Computer Beats Go Champion
Koreantoast writes: Go (weiqi), the ancient Chinese board game, has long been held up as one of the more difficult, unconquered challenges facing AI scientists... until now. Google DeepMind researchers, led by David Silver and Demis Hassabis, developed a new algorithm called AlphaGo, enabling the computer to soundly defeat European Go champion Fan Hui in back-to-back games, five to zero. Played on a 19x19 board, Go players have more than 300 possible moves per turn to consider, creating a huge number of potential scenarios and a tremendous computational challenge. All is not lost for humanity yet: DeepMind is scheduled to face off in March with Lee Sedol, considered one of the best Go players in recent history, in a match compared to the Kasparov-Deep Blue duels of previous decades.
Looking forward to the future when this technology is a little bit important. Maybe 20 years. Congrats, Goople.
When I first read the headline, I pictured a robot's arms flailing about, whacking its human competitor upside the noggin. "So, A.I. finally got the emotion thing down."
Table-ized A.I.
You can make the go board as big as you want and make the move numbers huge on paper, but in reality I think you can reallly localize the areas you're playing in - really reducing the computational complexity.
For example, for the first move, you can slice the board up in 4 quadrants and any piece laid anywhere is going to have pretty much the same consequences as having put that piece in it's mirror position on the other 4 squares. And that will continue to being true pretty much as long as the players stick to that quadrant.
I suspect what really slowed down Go progress was that Chess was simply more popular and people in the west get wowed much more if you tell them a computer beat the best Chess champion vs the best Go champion. Corporations like IBM stick money into these projects for the publicity. Now that the east has money and marketshare...
This isn't AI. Neither is Siri. So you AI nutters need to just relax. There is no such thing as AI currently.
The moral of this story is, yes, Windows 10 might be pretty. Windows 10 might support all of your favourite games. But in 2016, there is nothing this OS does that Linux can not ..
There has never been less reasons to choose Windows over Linux, and therefore absolutely no reason that THIS should not be The belated year of the Linux Desktop. link
Evaluating every board combination to search-tree depth isn't intelligence. If anything, its a parlor trick that shows that a system with *absolutely no intelligence of its own whatsoever* can be designed to play a game with sufficient apparent skill that it can beat a human player.
When you are evaluating so many orders of magnitude more board combinations than a human could ever hope to, it seems inevitable that at some point, you will eventually find a tipping point that overwhelms human capacity to defeat.

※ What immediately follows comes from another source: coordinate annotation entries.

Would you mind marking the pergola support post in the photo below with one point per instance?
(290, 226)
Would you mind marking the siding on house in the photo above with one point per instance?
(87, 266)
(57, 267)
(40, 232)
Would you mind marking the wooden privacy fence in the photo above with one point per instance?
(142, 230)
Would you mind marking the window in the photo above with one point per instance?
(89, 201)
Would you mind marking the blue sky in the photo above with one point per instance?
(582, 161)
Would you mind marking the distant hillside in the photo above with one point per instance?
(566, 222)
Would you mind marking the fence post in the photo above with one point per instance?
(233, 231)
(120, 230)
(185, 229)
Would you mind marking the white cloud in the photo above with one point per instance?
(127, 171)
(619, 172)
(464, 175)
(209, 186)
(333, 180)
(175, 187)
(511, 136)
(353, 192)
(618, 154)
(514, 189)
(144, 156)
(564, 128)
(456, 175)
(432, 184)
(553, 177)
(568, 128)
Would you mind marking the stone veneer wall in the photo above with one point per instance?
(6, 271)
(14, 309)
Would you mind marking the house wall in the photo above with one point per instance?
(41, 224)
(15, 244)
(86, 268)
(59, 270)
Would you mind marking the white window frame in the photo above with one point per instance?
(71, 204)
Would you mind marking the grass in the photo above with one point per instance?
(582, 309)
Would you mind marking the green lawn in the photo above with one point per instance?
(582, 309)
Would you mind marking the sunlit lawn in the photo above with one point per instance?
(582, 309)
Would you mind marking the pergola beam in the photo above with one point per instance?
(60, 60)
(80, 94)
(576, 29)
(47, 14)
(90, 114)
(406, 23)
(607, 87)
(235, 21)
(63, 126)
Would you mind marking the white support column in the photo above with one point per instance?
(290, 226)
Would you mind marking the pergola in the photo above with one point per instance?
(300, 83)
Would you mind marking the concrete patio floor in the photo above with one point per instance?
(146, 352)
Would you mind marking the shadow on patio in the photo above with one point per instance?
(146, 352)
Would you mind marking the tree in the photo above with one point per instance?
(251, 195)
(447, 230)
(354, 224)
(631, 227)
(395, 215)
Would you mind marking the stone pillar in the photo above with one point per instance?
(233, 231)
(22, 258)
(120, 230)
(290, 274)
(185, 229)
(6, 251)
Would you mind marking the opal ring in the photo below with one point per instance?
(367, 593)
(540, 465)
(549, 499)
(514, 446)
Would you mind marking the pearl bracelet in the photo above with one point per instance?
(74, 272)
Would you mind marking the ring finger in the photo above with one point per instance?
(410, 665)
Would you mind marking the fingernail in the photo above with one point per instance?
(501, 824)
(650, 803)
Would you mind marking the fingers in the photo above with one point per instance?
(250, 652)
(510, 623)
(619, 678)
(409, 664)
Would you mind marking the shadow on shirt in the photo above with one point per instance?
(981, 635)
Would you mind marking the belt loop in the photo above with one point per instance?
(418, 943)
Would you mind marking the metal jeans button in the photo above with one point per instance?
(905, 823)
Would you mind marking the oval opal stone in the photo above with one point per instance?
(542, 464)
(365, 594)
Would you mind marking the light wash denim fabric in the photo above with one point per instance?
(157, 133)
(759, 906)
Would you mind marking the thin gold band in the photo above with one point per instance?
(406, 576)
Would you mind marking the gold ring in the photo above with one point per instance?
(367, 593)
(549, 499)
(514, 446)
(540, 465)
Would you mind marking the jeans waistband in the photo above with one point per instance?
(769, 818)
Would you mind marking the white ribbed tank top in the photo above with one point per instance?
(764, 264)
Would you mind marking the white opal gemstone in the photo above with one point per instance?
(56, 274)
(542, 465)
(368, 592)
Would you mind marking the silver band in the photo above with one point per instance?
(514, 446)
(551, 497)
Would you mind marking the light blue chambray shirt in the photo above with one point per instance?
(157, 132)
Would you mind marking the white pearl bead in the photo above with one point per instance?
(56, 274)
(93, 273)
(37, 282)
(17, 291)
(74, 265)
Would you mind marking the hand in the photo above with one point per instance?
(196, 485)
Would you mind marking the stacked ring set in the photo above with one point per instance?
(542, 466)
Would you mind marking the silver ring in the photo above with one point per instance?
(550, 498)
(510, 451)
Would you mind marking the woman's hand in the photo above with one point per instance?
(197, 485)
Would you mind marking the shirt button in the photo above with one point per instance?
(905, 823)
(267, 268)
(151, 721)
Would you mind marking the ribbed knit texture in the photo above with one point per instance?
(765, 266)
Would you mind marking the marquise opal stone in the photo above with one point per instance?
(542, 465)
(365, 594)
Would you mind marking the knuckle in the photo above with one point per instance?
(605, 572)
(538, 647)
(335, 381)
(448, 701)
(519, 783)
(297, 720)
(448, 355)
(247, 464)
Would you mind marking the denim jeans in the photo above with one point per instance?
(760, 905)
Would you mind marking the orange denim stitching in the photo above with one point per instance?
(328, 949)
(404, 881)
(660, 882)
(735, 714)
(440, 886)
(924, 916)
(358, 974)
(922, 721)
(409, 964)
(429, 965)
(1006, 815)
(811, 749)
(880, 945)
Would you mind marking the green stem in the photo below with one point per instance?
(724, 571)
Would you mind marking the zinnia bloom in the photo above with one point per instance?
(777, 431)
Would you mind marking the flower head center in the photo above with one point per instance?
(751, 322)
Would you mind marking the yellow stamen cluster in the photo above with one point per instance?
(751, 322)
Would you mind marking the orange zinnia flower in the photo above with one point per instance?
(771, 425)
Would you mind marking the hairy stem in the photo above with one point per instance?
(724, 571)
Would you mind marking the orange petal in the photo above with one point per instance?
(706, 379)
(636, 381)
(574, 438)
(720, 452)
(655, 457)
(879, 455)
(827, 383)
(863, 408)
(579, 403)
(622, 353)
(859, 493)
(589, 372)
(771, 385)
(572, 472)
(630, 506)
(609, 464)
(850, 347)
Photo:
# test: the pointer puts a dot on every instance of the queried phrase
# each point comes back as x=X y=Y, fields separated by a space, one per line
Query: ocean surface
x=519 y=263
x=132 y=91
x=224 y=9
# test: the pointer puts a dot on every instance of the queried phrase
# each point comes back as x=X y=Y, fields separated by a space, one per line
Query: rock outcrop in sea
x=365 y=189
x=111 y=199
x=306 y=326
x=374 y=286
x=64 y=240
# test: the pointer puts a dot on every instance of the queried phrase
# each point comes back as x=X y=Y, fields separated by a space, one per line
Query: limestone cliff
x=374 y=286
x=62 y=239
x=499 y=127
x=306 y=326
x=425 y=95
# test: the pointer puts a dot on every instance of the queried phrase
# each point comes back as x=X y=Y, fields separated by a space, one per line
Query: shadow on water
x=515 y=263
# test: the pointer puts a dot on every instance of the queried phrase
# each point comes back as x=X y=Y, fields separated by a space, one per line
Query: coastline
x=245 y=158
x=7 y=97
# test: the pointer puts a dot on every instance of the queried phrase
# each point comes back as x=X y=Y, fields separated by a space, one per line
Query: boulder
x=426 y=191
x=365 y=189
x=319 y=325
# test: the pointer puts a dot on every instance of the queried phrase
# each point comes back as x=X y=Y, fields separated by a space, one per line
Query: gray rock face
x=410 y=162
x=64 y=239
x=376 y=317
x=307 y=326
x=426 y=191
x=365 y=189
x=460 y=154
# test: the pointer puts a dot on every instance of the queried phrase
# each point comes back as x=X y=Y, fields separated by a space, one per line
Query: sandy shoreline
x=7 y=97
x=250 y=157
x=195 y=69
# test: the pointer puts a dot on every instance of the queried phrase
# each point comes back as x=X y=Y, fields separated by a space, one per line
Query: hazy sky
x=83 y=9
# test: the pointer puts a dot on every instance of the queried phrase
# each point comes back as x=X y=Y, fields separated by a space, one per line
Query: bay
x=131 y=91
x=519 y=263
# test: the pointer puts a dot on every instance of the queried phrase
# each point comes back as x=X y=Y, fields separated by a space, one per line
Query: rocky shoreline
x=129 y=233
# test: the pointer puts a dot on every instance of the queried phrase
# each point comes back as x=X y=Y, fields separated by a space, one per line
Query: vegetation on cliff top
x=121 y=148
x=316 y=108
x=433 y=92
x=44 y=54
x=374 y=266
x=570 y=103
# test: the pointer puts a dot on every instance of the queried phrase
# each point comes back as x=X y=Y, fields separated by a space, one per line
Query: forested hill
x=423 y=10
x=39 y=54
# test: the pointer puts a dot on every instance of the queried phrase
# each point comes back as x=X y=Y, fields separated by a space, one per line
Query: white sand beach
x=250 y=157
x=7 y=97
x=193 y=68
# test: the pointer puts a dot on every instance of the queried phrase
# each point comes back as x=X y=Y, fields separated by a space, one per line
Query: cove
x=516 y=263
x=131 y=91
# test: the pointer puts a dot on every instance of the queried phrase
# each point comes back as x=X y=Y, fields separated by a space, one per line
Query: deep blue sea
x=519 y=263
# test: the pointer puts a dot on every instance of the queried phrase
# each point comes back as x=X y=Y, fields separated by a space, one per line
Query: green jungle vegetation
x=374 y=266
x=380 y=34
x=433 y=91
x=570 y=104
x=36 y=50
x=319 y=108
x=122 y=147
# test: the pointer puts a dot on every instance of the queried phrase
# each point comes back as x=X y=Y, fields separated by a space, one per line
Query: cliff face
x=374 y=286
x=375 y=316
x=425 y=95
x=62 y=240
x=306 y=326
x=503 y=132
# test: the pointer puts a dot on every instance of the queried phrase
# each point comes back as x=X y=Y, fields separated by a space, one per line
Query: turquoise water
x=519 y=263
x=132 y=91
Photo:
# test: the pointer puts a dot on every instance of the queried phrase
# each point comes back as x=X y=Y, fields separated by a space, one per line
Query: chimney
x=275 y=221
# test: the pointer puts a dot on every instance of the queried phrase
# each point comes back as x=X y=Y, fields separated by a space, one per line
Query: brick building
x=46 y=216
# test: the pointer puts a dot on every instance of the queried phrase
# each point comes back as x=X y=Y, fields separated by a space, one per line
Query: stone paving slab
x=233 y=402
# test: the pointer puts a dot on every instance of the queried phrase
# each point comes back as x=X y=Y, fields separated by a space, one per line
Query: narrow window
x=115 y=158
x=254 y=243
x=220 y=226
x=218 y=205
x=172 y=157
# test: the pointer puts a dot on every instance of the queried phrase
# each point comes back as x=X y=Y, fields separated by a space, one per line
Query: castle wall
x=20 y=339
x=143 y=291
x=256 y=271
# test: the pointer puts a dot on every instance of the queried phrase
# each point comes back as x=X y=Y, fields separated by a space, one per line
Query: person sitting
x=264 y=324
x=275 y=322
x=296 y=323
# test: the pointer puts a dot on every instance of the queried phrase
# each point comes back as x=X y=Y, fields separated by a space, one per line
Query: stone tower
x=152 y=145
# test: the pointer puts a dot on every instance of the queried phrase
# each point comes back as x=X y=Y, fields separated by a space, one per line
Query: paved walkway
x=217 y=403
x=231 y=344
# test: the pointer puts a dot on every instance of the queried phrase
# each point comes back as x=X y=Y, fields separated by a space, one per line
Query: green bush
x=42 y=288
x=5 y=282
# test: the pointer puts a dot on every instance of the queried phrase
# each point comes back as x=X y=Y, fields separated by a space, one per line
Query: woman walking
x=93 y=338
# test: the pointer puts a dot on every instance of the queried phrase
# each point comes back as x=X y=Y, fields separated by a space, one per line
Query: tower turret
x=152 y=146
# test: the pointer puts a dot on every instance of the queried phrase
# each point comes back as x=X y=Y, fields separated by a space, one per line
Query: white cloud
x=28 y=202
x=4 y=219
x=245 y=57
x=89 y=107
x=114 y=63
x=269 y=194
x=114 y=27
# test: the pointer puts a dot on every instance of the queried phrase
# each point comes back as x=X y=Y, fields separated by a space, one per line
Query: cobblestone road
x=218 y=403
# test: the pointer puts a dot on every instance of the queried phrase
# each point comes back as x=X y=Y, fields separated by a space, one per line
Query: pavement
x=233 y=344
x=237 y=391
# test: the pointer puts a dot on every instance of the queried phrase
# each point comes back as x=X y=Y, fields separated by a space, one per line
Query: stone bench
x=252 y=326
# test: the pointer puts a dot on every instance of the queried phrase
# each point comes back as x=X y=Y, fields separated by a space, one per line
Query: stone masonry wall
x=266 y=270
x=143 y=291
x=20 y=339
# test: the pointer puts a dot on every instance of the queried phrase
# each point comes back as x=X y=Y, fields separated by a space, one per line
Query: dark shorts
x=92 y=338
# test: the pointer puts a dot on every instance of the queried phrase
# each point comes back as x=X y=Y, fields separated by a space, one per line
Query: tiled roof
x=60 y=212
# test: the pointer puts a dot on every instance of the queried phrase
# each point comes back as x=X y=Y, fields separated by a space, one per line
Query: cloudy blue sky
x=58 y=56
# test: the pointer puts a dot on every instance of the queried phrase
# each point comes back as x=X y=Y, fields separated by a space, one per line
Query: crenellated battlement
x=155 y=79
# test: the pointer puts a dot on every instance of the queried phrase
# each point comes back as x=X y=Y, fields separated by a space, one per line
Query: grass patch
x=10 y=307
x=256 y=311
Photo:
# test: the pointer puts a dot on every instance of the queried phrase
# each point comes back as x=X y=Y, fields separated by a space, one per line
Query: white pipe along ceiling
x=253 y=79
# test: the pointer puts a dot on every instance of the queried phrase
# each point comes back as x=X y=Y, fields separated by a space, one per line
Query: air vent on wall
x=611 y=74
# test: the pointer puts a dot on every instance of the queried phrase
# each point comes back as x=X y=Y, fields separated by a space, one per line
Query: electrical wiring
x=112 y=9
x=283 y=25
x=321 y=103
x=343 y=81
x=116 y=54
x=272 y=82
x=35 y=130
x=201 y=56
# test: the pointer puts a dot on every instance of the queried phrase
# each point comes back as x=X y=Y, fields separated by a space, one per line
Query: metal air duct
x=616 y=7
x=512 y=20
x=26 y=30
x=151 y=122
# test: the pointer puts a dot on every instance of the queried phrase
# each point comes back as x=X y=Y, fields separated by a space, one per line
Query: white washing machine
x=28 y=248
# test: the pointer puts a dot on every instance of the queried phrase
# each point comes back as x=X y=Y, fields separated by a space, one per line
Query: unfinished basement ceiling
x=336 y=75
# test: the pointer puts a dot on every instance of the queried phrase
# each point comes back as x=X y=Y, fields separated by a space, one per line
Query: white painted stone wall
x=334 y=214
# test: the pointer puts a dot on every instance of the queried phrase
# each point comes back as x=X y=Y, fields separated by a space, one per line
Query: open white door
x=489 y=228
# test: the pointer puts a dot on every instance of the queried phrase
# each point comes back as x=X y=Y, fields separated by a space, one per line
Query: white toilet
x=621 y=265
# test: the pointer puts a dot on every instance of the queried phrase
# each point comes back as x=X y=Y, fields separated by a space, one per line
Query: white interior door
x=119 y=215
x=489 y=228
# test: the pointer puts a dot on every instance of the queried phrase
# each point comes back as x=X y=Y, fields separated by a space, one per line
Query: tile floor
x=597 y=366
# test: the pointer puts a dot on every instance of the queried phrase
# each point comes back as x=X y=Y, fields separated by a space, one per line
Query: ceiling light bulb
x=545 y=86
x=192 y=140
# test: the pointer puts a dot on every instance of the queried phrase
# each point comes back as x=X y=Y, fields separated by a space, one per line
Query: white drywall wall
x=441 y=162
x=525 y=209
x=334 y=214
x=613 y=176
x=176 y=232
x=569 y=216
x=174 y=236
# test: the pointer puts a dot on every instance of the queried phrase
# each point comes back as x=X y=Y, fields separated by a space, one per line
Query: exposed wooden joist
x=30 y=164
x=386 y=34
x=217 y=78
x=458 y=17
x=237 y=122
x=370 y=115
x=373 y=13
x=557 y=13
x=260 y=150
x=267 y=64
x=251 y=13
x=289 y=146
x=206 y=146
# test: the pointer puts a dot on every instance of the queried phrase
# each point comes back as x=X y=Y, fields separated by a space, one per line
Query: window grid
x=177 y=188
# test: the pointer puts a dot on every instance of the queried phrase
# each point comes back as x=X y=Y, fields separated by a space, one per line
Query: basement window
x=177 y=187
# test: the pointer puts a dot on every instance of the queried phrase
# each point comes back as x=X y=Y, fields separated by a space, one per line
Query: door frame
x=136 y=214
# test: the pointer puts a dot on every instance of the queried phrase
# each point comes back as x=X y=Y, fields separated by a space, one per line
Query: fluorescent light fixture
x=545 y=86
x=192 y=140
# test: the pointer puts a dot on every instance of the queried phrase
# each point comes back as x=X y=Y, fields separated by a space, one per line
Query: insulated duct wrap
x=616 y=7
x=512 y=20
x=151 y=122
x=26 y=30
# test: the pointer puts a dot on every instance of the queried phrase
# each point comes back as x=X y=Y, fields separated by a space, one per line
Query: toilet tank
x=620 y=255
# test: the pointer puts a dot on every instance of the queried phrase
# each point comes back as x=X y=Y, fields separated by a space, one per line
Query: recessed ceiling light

The degree to which I would suggest that this is progress towards machine intelligence is approximately the same as the fact that they can perform math operations billions of times faster than people too.
An intelligent game-playing system should not have to evaluate many more moves than the very best players in the world in order to beat anyone. If you want to build an intelligent system, figure out exactly how so few board combinations need to really be evaluated by people in order to play with high competency, and replicate *THAT*.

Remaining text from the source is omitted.